FUNDYS
The Euro and Pound closed marginally higher on the day, while both the Yen and Swissie rallied more impressively. The one ray of light came from some relative weakness in the commodity currencies, with Aussie finally showing some exhaustion, Kiwi getting whacked and Cad selling off sharply into the latter half of the day after standing out as a gross outperformer early on. Fundamentally, data in the US was soft and this did not help the Greenback’s cause, with the currency’s reactions now more positively correlated to the economic data.
Relative Performance Versus the USD on Friday (as of 09:30GMT) –
- CAD +0.01%
- SWISSIE -0.01%
- EURO -0.05%
- AUSSIE -0.08%
- STERLING -0.24%
- YEN -0.27%
- KIWI -0.34%
Since then in over-night trade and this morning in Europe all has been quiet with traders sitting on their hands ahead of US employment data due later. Eur/Usd has remained in tight range despite the raft of Euro-zone data that has been released this morning as traders refuse to take new positions out of fear of being wrong-footed by a surprise NFP reading.
Sterling is has been dramatically underperforming on the back of a much softer than expected industrial production reading as well as PPI and manufacturing production coming in mostly below consensus. Today’s data kicked off a crucial two-week period for domestic data and events that could reignite calls for more QE or cement expectations that the BoE will have to push back thoughts of tightening well into 2011.
Elsewhere, the Russia ban on wheat exports yesterday is generating a lot of attention this morning with some papers mulling the gloomy scenario of a full blown food crisis like that seen in 2007-8. Wheat futures shot up yesterday some 8% and have added another 7% in over-night electronic trading. Further bans, which are expected from Ukraine and Kazakhstan, could spark panic buying and government hoarding across the globe triggering sharp price rises in everyday food prices.
Meanwhile, more jaw-boning over the yen has been playing out in Japan. First, ex-BoJ Taya was out saying the BoJ may ease monetary policy only if the headline drops below the 80 level and even then is unlikely to intervene unless the dollar moves by 3 or 4 yen in one day. Followed by the chair of Japan’s business lobby who said that despite yen strength advanced nations, like Japan, don’t intervene in their currencies.
On the data front, Swiss unemployment fell once again in line with expectations as the job market continues to recover. French finances came in better than expected returning to a narrowing trend after blowing out in May. Italian industrial production was softer than expected and GDP came out in line with forecasts. UK data on the whole came in softer, with industrial production contracting sharply amid expectations of a modest expansion, manufacturing production was weaker and PPI input contracted more than expected.
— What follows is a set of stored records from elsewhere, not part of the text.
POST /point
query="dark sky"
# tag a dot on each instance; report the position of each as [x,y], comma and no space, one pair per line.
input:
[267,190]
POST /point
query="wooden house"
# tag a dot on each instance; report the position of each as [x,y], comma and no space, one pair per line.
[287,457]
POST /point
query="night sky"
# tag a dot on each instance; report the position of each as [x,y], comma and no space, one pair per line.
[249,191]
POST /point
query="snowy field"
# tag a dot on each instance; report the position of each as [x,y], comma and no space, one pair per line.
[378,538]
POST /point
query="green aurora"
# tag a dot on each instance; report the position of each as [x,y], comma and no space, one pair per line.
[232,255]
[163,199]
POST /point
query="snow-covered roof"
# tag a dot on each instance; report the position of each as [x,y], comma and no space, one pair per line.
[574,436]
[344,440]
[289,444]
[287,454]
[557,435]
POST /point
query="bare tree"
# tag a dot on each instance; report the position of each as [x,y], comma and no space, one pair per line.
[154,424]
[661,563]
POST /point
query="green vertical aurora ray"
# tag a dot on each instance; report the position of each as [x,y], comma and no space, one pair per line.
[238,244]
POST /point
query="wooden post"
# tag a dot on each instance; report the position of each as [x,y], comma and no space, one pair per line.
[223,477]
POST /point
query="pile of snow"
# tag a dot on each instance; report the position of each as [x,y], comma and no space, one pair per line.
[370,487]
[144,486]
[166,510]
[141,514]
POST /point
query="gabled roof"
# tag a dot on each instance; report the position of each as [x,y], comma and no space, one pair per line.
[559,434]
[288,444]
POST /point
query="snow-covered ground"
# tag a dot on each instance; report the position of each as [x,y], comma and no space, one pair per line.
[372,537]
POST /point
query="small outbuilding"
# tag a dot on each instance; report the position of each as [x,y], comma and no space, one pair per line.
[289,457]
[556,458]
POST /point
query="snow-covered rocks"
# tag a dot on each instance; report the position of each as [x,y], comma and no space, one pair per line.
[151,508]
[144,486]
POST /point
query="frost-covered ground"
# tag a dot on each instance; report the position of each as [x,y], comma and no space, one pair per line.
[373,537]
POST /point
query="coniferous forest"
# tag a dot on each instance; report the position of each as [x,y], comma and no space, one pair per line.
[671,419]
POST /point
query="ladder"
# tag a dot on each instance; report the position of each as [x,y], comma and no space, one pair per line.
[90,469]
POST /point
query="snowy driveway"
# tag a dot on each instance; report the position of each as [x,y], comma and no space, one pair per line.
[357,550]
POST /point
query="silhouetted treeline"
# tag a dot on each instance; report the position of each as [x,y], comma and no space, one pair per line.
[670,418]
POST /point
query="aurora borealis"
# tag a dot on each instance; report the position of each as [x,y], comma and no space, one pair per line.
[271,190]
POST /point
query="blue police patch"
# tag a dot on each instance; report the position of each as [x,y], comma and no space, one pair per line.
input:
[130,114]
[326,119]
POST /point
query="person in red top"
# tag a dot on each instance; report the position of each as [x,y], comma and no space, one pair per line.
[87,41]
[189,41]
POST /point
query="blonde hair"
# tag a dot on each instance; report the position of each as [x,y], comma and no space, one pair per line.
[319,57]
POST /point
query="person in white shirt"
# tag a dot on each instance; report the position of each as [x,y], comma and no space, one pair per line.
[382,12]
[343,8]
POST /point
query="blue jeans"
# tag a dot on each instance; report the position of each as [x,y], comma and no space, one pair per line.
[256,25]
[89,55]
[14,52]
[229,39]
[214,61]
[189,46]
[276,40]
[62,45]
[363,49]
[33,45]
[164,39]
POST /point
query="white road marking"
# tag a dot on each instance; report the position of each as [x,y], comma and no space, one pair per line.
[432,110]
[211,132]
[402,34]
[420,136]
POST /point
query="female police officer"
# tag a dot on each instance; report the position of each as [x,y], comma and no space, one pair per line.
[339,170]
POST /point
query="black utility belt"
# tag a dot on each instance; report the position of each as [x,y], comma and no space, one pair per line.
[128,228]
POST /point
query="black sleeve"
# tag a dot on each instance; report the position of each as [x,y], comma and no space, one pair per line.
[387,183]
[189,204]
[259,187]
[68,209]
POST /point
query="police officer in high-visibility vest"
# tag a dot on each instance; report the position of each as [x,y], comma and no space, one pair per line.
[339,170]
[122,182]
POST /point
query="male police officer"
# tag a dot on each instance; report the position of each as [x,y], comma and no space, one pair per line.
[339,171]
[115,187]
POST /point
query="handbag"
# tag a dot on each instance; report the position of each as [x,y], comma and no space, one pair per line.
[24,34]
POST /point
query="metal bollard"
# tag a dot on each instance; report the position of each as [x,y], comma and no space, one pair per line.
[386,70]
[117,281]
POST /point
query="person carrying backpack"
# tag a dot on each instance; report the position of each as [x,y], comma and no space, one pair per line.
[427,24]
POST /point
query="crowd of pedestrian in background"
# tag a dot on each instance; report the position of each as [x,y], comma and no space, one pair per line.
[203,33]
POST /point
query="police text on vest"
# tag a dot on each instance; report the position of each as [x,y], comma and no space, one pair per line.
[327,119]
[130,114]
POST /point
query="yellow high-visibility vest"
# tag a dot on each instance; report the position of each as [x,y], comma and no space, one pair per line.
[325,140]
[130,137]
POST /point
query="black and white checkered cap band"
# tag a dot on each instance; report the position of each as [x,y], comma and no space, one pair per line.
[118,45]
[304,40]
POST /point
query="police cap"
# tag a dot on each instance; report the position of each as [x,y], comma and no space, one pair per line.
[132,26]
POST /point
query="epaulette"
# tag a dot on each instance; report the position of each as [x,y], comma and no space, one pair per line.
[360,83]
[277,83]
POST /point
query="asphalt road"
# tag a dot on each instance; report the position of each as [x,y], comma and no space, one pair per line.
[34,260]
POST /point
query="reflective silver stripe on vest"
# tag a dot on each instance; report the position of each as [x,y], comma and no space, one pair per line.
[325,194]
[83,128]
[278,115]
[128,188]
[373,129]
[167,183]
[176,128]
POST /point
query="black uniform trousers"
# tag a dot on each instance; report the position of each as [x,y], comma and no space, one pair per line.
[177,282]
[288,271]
Looking ahead, German industrial production (0.5% expected) is due at 10:00GMT followed by Canadian unemployment rate (7.9% expected) at 11:00GMT.Before attention turns to the US employment data due out at 12:30GMT and forecasts for Non-farmpayrolls looking for a 65K drop. Later in the session is Canadian Ivey PMI (55.5 expected) at 14:00GMT wrapping things up for the session. US equity futures and commodities are trading flat.
GRAPHIC REWIND

TECHS
EUR/USD: Looks to have finally stalled out to end a sequence of 9 consecutive daily higher lows after the market failed to extend to fresh multi-day highs beyond 1.3260 and reversed sharply back below Tuesday’s low. The daily RSI has now crossed down from overbought and deeper setbacks are now favored into initial support by the 10-Day SMA and rising trend-line support by 1.3100 at a minimum with an acceleration seen on a sustained break below towards 1.2700. Only back above 1.3260 negates and gives reason for pause.
USD/JPY: Setbacks have finally stalled out just shy of the critical multi-year lows by 84.80, with the market putting in a solid positive close on Wednesday trade. However, the pressure still remains on the downside, and at this point we would be surprised to not see the 84.80 level taken out. Our medium-term and longer-term view is net bullish so once this level is take out we would recommend looking to be buyers. In the interim, a break back above 87.00 would be required at a minimum to relieve downside pressures.
GBP/USD: The daily RSI is looking to cross down from overbought readings and a bearish reversal day on Wednesday following 9 consecutive positive closes helps to strengthen the likelihood for some additional corrective declines over the coming sessions. There is no real support until the 1.5685-1.5710 area, and we would expect to see this area tested at a minimum before even considering the prospects for bullish continuation. However, it is also possible that a material top is now being carved out ahead of a much more significant decline. Ultimately, only a break back above 1.5970 would delay outlook.
USD/CHF: Continues to chop around after being very well supported on dips into the mid 1.0300’s. Wednesday’s bullish price action strengthens basing prospects and could open additional upside back towards 1.0640-80 over the coming sessions. Ultimately, the overall structure is still net bearish and a break back above 1.0680 would be required to relieve downside pressures.
FLOWS
Swiss name on the bid in Cable and a German bank on the offer. An ACB and local accounts buying Usd/Cad on the dips.